Nasa planet hunting probe captures wealth of stars in its first image

TESS's target stars are 30 to 300 light-years away and about 30 to 100 times brighter than Kepler's targets

NASA's planet-hunting satellite will remain in action for at least another two years, so hopefully, this first image is really just the first of many.

Although the discovery has yet to be reviewed by other scientists to validate it, the preliminary analysis suggests that Pi Mensae c, the newly found exoplanet, is around four times as massive as Earth and contains a substantial portion of lighter materials - such as water, methane, hydrogen, and helium - in addition to a rocky/iron core. TESS will observe the transit phases of exoplanets, which happens when an orbiting planet passes in front of its star, reducing its luminosity and allowing better observation.

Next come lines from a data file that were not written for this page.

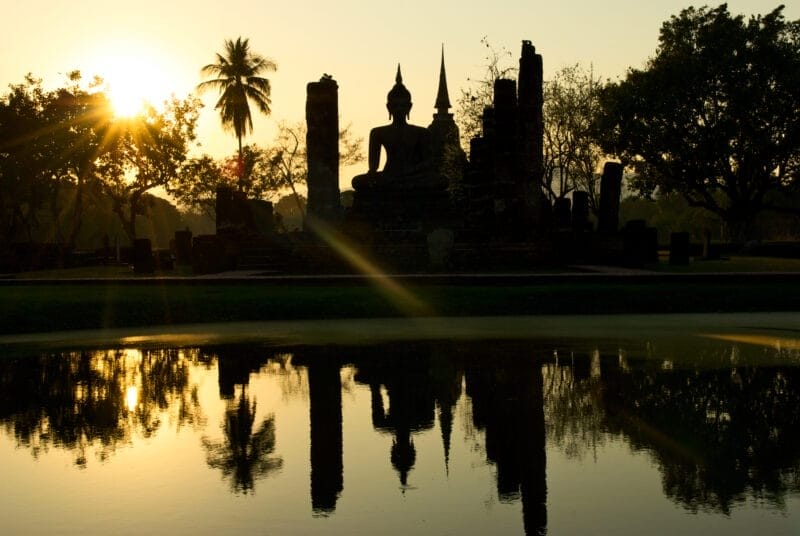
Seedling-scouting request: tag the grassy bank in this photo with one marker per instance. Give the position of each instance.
(67, 305)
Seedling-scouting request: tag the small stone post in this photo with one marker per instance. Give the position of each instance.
(610, 191)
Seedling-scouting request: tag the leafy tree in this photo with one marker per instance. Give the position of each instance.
(571, 155)
(25, 177)
(480, 94)
(48, 139)
(148, 152)
(262, 173)
(715, 115)
(236, 77)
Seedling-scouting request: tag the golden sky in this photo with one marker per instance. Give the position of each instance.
(359, 42)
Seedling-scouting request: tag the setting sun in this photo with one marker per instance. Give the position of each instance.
(134, 78)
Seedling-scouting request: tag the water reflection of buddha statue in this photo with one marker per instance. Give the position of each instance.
(408, 158)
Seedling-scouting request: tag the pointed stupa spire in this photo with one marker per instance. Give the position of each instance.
(442, 97)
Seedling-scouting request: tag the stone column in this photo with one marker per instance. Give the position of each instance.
(580, 211)
(530, 97)
(610, 191)
(322, 148)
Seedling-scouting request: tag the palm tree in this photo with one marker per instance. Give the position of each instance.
(236, 77)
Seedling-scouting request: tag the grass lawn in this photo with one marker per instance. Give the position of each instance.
(69, 305)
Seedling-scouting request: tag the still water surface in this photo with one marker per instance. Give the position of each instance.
(686, 430)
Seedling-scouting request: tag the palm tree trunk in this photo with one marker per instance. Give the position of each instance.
(240, 165)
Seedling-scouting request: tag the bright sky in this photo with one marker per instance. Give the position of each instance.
(358, 42)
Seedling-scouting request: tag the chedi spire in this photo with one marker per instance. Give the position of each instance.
(442, 96)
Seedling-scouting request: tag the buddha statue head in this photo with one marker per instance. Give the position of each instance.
(398, 101)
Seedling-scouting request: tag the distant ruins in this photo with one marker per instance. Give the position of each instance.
(431, 208)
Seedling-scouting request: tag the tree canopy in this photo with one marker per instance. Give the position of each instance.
(715, 114)
(236, 75)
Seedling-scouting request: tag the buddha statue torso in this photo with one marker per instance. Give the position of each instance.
(408, 158)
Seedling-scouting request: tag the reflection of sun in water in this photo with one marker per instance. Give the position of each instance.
(132, 397)
(133, 77)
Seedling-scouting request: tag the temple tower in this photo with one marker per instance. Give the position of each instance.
(447, 157)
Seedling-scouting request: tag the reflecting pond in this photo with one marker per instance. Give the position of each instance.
(689, 426)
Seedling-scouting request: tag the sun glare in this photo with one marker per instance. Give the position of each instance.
(134, 78)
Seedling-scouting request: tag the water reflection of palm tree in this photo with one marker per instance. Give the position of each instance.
(244, 456)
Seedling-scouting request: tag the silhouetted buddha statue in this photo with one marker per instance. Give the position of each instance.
(408, 151)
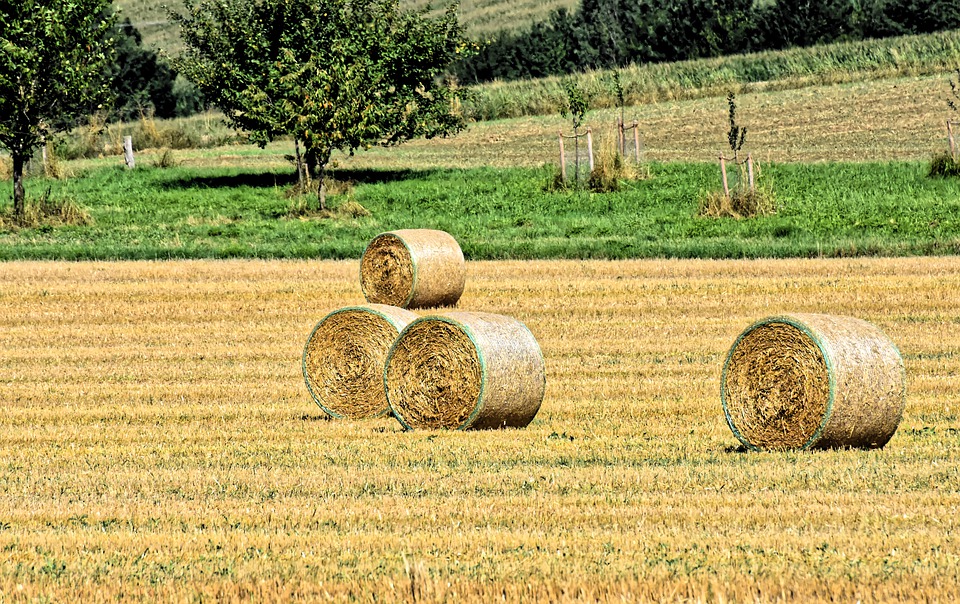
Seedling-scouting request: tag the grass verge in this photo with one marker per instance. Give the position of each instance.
(839, 209)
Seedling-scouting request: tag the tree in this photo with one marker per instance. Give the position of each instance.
(335, 74)
(141, 81)
(53, 57)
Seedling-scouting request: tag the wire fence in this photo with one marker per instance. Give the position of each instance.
(581, 159)
(744, 172)
(629, 141)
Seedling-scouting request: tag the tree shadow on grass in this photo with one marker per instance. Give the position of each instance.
(270, 180)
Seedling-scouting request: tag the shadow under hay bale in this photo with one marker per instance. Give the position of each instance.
(465, 370)
(413, 268)
(344, 358)
(809, 381)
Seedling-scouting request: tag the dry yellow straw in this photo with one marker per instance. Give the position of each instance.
(413, 268)
(465, 370)
(344, 358)
(804, 381)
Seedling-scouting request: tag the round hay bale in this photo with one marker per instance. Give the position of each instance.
(465, 370)
(806, 381)
(413, 268)
(344, 358)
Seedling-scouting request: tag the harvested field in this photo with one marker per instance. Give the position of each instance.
(157, 443)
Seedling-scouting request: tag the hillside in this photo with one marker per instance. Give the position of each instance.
(481, 17)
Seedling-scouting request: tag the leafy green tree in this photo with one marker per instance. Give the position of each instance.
(53, 57)
(335, 74)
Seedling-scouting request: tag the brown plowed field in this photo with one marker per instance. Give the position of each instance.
(157, 442)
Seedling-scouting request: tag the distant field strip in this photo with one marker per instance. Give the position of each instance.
(794, 68)
(480, 17)
(158, 443)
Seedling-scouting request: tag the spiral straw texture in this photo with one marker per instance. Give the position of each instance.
(465, 370)
(413, 268)
(804, 381)
(344, 358)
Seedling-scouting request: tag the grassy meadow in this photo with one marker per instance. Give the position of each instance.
(836, 209)
(158, 443)
(846, 163)
(480, 17)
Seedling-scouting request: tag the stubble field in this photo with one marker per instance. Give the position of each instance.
(158, 443)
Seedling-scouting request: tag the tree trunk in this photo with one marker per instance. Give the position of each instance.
(322, 186)
(19, 207)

As for the prospects of life? A year on this exoplanet (one full orbit around its star) lasts just 6.27 days. From a satellite's perspective, this results in a decrease in the star's brightness. "Such stars enable precise measurements of that planet's mass and radius", the authors write in their paper.

TESS acquired the images using all four cameras during a 30-min period on August 7, 2018.

That's the dip TESS is looking for. Astronomers published a paper about the new discovery in the database of preprints arXiv.org.

"This swath of the sky's southern hemisphere includes more than a dozen stars we know have transiting planets based on previous studies from ground observatories", said George Ricker, TESS principal investigator.

As for the other planet, it is described as a bit larger than Earth with an orbit around its star that takes a mere 11 hours.

Meanwhile, TESS is busy sweeping the skies for more exciting discoveries. Together, the cameras let TESS scan a narrow strip of the sky stretching from the polar region to the equator.

TESS' current mission is set for a length of two years, during which it will cover 85 percent of the sky. I mentioned the survey is expected to find 20,000 exoplanets, but a decent chunk of them will be closer to Earth-sized.

Somewhere among these grains of celestial sugar and powder puffs of cloudy light there is a planet, perhaps many planets, perhaps even Earth 2.0, as astronomers sometimes call the object of their dreams - a terrestrial look-alike to our own world, a "Goldilocks" place not too hot nor too cold, where Darwin's dice might have come up sevens. NASA stated that TESS, the "first-ever spaceborne all-sky transit survey will identify planets ranging from Earth-sized to gas giants, around a wide range of stellar types and orbital distances". Slap the two data points together we learn what the density of the exoplanet is.